Rasantes Quartett mit 6.000 PS: vier Bugatti Chiron bei der Heißklima-Erprobung im kalifornischen Death Valley. Wir waren dabei - bei 50 Grad.

Jürgen Zöllter/mid

Dennis Rohlfs sitzt am Steuer eines Bugatti Chiron, genauer von PT5.10, des blau-weißen Erprobungs-Fahrzeugs, einem Nullserien-Modell der ersten Baustufe.

Die Reise geht über 49 Grad Celsius heißen Asphalt, die Reifentemperatur beträgt 65 Grad. Es ist zehn Uhr morgens, und wir cruisen mit 55 Meilen pro Stunde durchs Death Valley (USA) Richtung Süden.

Die Kurbelwelle des aufgeladen 8,0-Liter-16-Zylinder-Triebwerks dreht nicht einmal 1.500 Mal pro Minute im 7. Gang. "Das ist erhöhtes Standgas", lächelt Rohlfs, der für die "Ionenstrom-Sensierung" zuständig ist, ein System zur innermotorischen Erkennung von Zündaussetzern und Klopfverhalten. Und es klingt, als seien die Hochleistungssportwagen auf den in der Hitze glühenden Straßen im Tal des Todes unterfordert. Doch der Schein trügt, und Bugatti Entwicklungschef Willi Netuschil erklärt den Hintergrund.

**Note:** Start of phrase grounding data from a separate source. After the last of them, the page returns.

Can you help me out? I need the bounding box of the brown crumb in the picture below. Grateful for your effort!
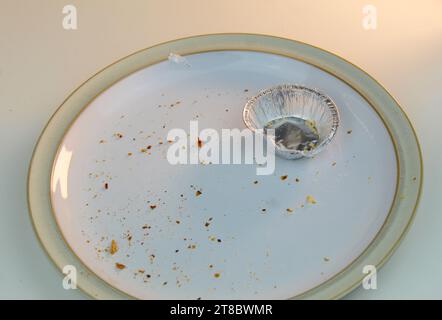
[214,272,221,278]
[104,183,109,190]
[115,263,126,270]
[147,145,152,150]
[347,130,352,134]
[197,138,203,148]
[109,240,118,255]
[332,162,337,166]
[280,175,288,181]
[114,133,123,139]
[127,152,132,156]
[253,180,258,184]
[195,190,202,197]
[295,178,300,183]
[150,205,157,210]
[99,139,106,144]
[176,220,181,224]
[286,208,294,213]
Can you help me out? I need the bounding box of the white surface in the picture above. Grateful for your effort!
[0,0,441,299]
[51,51,396,299]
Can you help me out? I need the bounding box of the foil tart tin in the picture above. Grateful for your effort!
[243,84,339,159]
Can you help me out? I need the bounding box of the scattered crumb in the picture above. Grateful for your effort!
[286,208,294,213]
[115,263,126,270]
[347,130,352,134]
[280,175,288,181]
[99,139,106,144]
[306,195,317,204]
[214,272,221,278]
[244,89,249,92]
[323,257,330,262]
[195,190,202,197]
[332,162,336,166]
[114,133,123,139]
[253,180,258,184]
[197,138,203,148]
[150,205,157,210]
[109,240,118,255]
[127,152,132,156]
[412,176,417,181]
[104,183,109,190]
[295,178,300,183]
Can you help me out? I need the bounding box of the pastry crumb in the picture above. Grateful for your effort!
[115,263,126,270]
[306,195,317,204]
[109,240,118,255]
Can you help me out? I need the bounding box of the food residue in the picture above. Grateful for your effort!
[280,175,288,181]
[115,263,126,270]
[306,195,317,204]
[109,240,118,255]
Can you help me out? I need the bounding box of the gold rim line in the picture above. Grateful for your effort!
[27,32,423,300]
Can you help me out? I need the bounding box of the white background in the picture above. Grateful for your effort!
[0,0,441,299]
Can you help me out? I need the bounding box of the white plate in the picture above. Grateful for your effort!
[28,34,422,299]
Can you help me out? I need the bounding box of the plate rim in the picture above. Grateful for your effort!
[27,33,423,300]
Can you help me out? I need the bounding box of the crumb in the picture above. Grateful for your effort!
[261,208,266,213]
[104,183,109,190]
[147,145,152,150]
[295,178,300,183]
[332,162,336,166]
[197,138,203,148]
[176,220,181,224]
[280,175,288,181]
[150,205,157,210]
[244,89,249,92]
[127,152,132,156]
[114,133,123,139]
[99,139,106,144]
[253,180,258,184]
[214,272,221,278]
[195,190,202,197]
[412,176,417,181]
[323,257,330,262]
[306,195,317,204]
[286,208,294,213]
[115,263,126,270]
[347,130,352,134]
[109,240,118,255]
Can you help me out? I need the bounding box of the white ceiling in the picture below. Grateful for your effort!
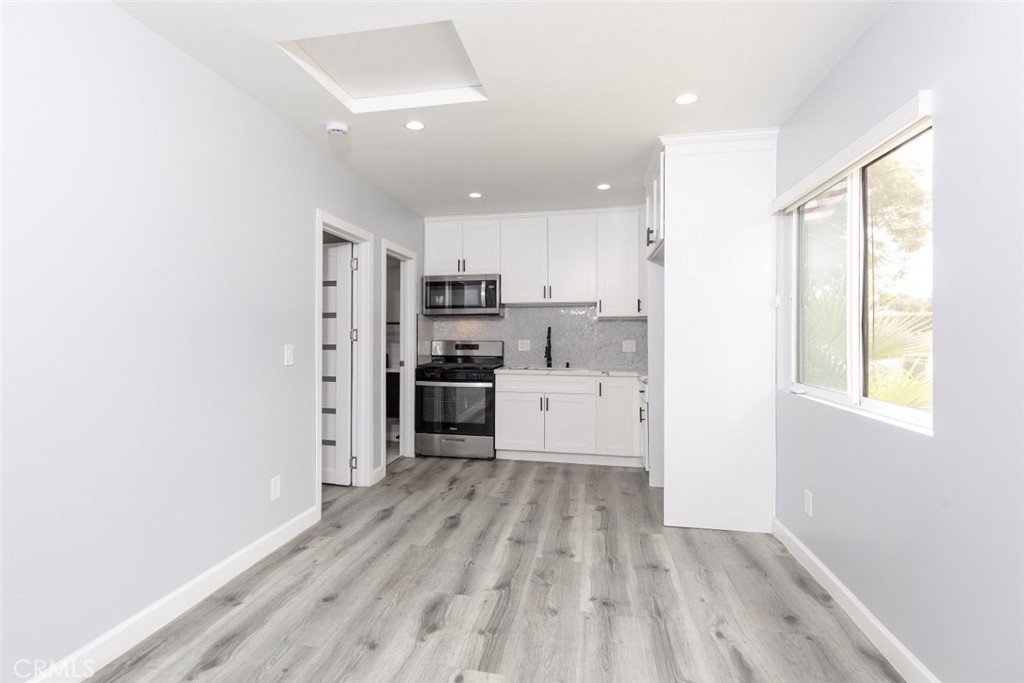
[117,1,887,218]
[293,21,481,99]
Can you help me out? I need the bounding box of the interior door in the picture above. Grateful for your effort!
[547,214,597,304]
[323,243,352,486]
[500,217,548,304]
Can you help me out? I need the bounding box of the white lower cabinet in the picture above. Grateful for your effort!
[495,373,640,465]
[595,378,634,456]
[495,391,546,451]
[545,393,596,453]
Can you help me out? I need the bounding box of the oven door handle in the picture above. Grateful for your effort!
[415,381,493,388]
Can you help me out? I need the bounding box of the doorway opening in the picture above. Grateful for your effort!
[379,239,417,475]
[315,210,374,505]
[385,255,402,464]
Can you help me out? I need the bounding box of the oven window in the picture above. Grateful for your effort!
[416,383,494,436]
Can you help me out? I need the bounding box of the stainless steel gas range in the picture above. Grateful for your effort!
[414,340,503,460]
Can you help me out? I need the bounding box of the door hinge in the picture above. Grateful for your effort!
[349,456,357,470]
[349,329,359,342]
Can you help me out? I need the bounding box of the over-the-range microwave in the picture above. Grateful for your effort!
[423,274,501,316]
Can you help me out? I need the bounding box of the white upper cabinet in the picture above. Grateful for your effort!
[461,219,501,274]
[424,221,464,276]
[547,214,597,304]
[637,218,648,315]
[500,217,549,303]
[644,148,666,260]
[597,208,644,318]
[426,208,643,308]
[423,219,501,275]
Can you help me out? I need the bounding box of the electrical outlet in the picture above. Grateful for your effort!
[271,476,281,501]
[622,339,636,353]
[804,489,813,517]
[518,339,530,352]
[283,344,294,366]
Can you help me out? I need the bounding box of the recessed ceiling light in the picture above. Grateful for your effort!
[596,184,611,191]
[674,93,699,105]
[404,121,425,131]
[468,192,482,198]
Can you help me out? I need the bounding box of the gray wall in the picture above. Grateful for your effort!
[1,2,421,676]
[429,307,647,372]
[775,4,1023,682]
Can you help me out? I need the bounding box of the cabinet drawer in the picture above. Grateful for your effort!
[496,374,596,395]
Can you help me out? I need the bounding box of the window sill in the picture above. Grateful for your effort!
[785,388,934,437]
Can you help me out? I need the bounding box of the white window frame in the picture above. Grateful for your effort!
[778,92,933,435]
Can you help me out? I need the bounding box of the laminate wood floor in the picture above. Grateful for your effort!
[93,457,903,683]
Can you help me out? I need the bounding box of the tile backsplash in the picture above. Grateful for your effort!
[425,307,647,371]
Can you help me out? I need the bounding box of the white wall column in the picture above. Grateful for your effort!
[661,129,778,533]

Was als technische Weiterentwicklung des Hochleistungs-Sportwagens Bugatti Veyron begann, sei am Ende in eine komplette Fahrzeug-Neuentwicklung gemündet. Insbesondere die Leistung des vierfach aufgeladenen Motors im neuen Chiron auf 1.500 PS zu steigern, habe zu grundlegenden konzeptionellen Veränderungen geführt.

"Der neue Chiron ist kein leistungsgesteigerter Veyron", betont Netuschil und hebt die Augenbrauen, "sondern ein, auch fahrcharakteristisch, komplett neues Fahrzeug." Unser Eindruck nach vielen Stunden Tuchfühlung: Hier reift der bislang schnellste GT der Automobilgeschichte heran. Ein Monster, das verblüffend einfach zu bändigen ist, ein Coupé mit hohem Reisekomfort und ein in Ausstattung und Ausführung fein geschliffenes Juwel der Automobilbaukunst.

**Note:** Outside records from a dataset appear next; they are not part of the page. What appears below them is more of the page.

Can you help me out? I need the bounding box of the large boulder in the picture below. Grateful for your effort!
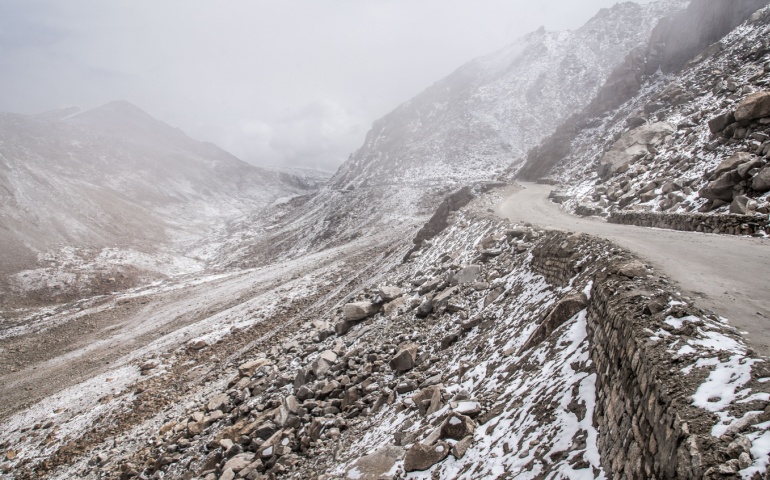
[440,413,475,440]
[730,195,755,214]
[708,111,735,134]
[432,287,459,312]
[734,92,770,122]
[713,152,752,178]
[343,302,379,321]
[699,171,742,202]
[597,122,675,179]
[753,166,770,193]
[403,442,450,472]
[389,344,419,372]
[311,350,338,378]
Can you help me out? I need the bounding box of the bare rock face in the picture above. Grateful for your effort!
[403,442,450,472]
[735,92,770,122]
[597,122,675,179]
[343,302,379,321]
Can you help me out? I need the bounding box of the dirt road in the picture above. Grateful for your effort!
[496,182,770,355]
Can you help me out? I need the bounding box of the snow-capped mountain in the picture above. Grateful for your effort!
[0,101,315,301]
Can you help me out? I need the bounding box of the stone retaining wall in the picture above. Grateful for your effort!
[609,210,770,236]
[530,231,767,479]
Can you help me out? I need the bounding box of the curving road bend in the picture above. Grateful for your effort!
[495,182,770,356]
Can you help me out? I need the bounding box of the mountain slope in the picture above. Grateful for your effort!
[332,0,687,189]
[240,0,688,260]
[527,1,770,218]
[0,101,313,302]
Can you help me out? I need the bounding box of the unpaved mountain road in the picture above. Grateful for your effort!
[496,182,770,356]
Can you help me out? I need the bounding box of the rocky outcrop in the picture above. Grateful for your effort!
[597,122,675,179]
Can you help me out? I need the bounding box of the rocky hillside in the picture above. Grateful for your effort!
[6,188,770,479]
[0,101,315,303]
[520,1,770,221]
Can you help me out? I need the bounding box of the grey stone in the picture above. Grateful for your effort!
[734,91,770,122]
[713,152,752,177]
[452,436,473,460]
[207,393,229,413]
[389,344,419,372]
[415,297,433,318]
[378,286,403,302]
[699,171,742,202]
[404,442,450,472]
[752,166,770,192]
[708,111,735,133]
[238,358,270,378]
[433,287,458,312]
[598,122,675,178]
[346,446,405,480]
[412,386,442,416]
[343,302,379,321]
[451,265,482,286]
[616,260,648,278]
[440,413,475,440]
[730,195,754,214]
[223,453,255,472]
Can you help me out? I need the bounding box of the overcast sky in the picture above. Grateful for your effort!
[0,1,651,171]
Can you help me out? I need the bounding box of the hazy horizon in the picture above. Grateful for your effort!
[0,0,656,171]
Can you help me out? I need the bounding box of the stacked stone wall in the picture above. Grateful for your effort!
[529,231,763,479]
[609,210,770,236]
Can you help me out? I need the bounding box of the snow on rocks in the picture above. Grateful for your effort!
[547,6,770,224]
[5,190,770,479]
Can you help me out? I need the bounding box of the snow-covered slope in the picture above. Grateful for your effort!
[331,0,686,190]
[242,0,688,258]
[0,101,314,301]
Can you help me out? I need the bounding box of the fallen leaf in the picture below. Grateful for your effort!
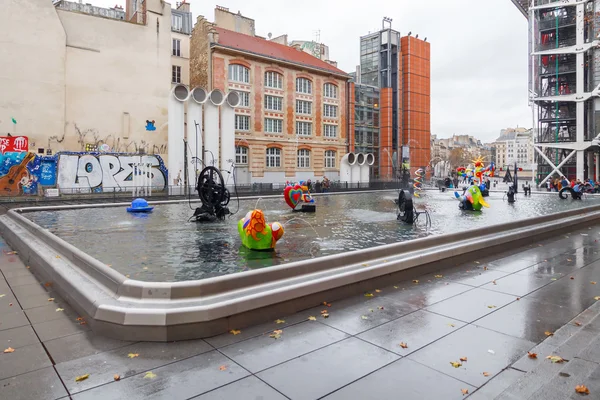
[107,264,112,268]
[76,317,84,321]
[567,259,572,262]
[545,331,554,337]
[483,266,488,271]
[219,365,227,371]
[592,282,597,285]
[3,347,15,353]
[113,374,120,381]
[127,353,139,359]
[462,388,469,395]
[460,357,468,362]
[361,263,369,267]
[275,319,285,324]
[399,342,408,349]
[528,352,538,359]
[516,297,521,301]
[448,323,456,328]
[434,275,443,278]
[47,298,55,302]
[574,321,582,327]
[269,329,283,339]
[575,385,590,394]
[143,267,148,270]
[369,308,374,312]
[551,278,557,281]
[0,294,5,298]
[229,329,241,335]
[487,305,497,309]
[44,282,53,287]
[55,255,60,259]
[475,261,480,264]
[450,361,462,368]
[143,371,157,379]
[26,266,30,269]
[125,274,130,278]
[75,374,90,382]
[412,280,419,284]
[546,355,566,363]
[492,280,497,285]
[322,302,332,307]
[571,277,575,280]
[321,309,328,314]
[393,286,399,289]
[5,251,17,255]
[55,308,64,312]
[483,372,490,377]
[321,313,329,318]
[364,293,374,297]
[595,296,600,301]
[377,306,384,310]
[79,321,87,325]
[361,315,369,320]
[375,289,382,293]
[308,316,316,321]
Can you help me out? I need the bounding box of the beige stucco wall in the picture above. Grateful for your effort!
[0,0,66,148]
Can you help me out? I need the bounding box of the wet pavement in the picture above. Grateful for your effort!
[1,226,600,399]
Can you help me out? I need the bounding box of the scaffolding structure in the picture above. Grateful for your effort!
[511,0,600,184]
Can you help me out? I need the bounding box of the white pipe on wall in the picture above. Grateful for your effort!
[351,153,365,184]
[186,87,207,186]
[360,153,374,183]
[339,152,356,183]
[221,91,240,185]
[204,89,225,168]
[168,84,189,186]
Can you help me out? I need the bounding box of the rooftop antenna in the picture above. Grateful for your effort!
[382,16,392,29]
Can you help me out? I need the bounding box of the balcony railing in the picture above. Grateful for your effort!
[538,14,576,31]
[539,55,576,76]
[537,123,576,143]
[540,75,576,97]
[536,34,576,52]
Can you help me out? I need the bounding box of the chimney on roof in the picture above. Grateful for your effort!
[177,0,190,12]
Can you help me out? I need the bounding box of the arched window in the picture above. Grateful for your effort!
[296,77,312,94]
[228,64,250,83]
[235,146,248,165]
[266,147,281,168]
[324,83,338,99]
[297,149,311,168]
[265,71,283,89]
[324,150,336,168]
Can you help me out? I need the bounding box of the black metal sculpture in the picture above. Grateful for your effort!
[559,186,583,200]
[192,166,231,222]
[395,190,431,226]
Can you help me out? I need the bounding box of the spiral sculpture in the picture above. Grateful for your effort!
[413,168,424,197]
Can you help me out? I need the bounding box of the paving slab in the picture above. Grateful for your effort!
[11,282,52,298]
[481,272,555,297]
[425,287,516,323]
[18,292,60,310]
[5,274,43,287]
[71,350,249,400]
[24,302,79,324]
[220,321,348,373]
[466,368,525,400]
[0,325,39,349]
[486,258,541,274]
[408,324,535,388]
[0,366,68,400]
[0,293,19,314]
[192,376,287,400]
[0,309,29,331]
[44,331,136,364]
[357,309,466,355]
[322,358,475,399]
[528,358,600,400]
[257,337,399,400]
[528,270,600,311]
[381,280,473,308]
[0,342,52,380]
[33,315,91,342]
[427,266,511,287]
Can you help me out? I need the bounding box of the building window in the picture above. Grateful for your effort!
[235,146,248,165]
[238,91,250,107]
[324,150,336,168]
[296,121,312,136]
[172,39,181,57]
[235,115,250,131]
[265,71,283,89]
[296,78,312,94]
[324,83,338,99]
[228,64,250,83]
[264,95,283,111]
[296,100,312,115]
[266,147,281,168]
[324,124,337,138]
[172,14,182,31]
[297,149,311,168]
[324,104,338,118]
[264,118,283,133]
[172,65,181,83]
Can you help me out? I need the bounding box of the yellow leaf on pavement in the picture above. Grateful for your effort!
[75,374,90,382]
[461,388,469,395]
[546,355,566,363]
[127,353,139,359]
[483,372,490,377]
[3,347,15,353]
[434,275,443,278]
[412,280,419,284]
[545,331,554,337]
[399,342,408,349]
[144,371,157,379]
[460,357,468,362]
[575,385,590,394]
[219,365,227,371]
[113,374,120,381]
[364,293,374,297]
[275,319,285,324]
[55,308,64,312]
[307,316,316,321]
[229,329,241,335]
[450,361,462,368]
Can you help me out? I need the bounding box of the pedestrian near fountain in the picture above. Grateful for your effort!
[315,180,322,193]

"Wir wollten zur Leistungssteigerung nicht nur einfach größere Turbolader verbauen. Sie hätten das Ansprechverhalten des Chiron verschlechtert und ihn schier unfahrbar gemacht", sagt Netuschil. Schließlich entschied man sich für eine Registeraufladung und betritt technologisches Neuland: Die Herzklappe der komplexen Registerung ist ein Abschaltorgan. Es versperrt im unteren Lastbereich den Zugang des Abgases zu zwei Turboladern. Folglich sprechen zunächst nur zwei Lader an, zwei weitere schalten phasenverzögert ab 3.800 Touren dazu und schließen bis 4.000 Touren auf. Was so einfach klingt, bedarf völlig neuartiger, bis zu 1.000 Grad Celsius standfester Metall- und Keramik-Materialien.

Im Laufe der Entwicklung musste ein neuer Antriebsstrang her, ein neues Aerodynamik-Management und komplett neue, hochkomplexe Systemsteuerungen. Über die nochmals verstärkte, jetzt komplett aus Kohlefaser gefertigte Fahrzeugstruktur wuchs eine neue Außenhaut.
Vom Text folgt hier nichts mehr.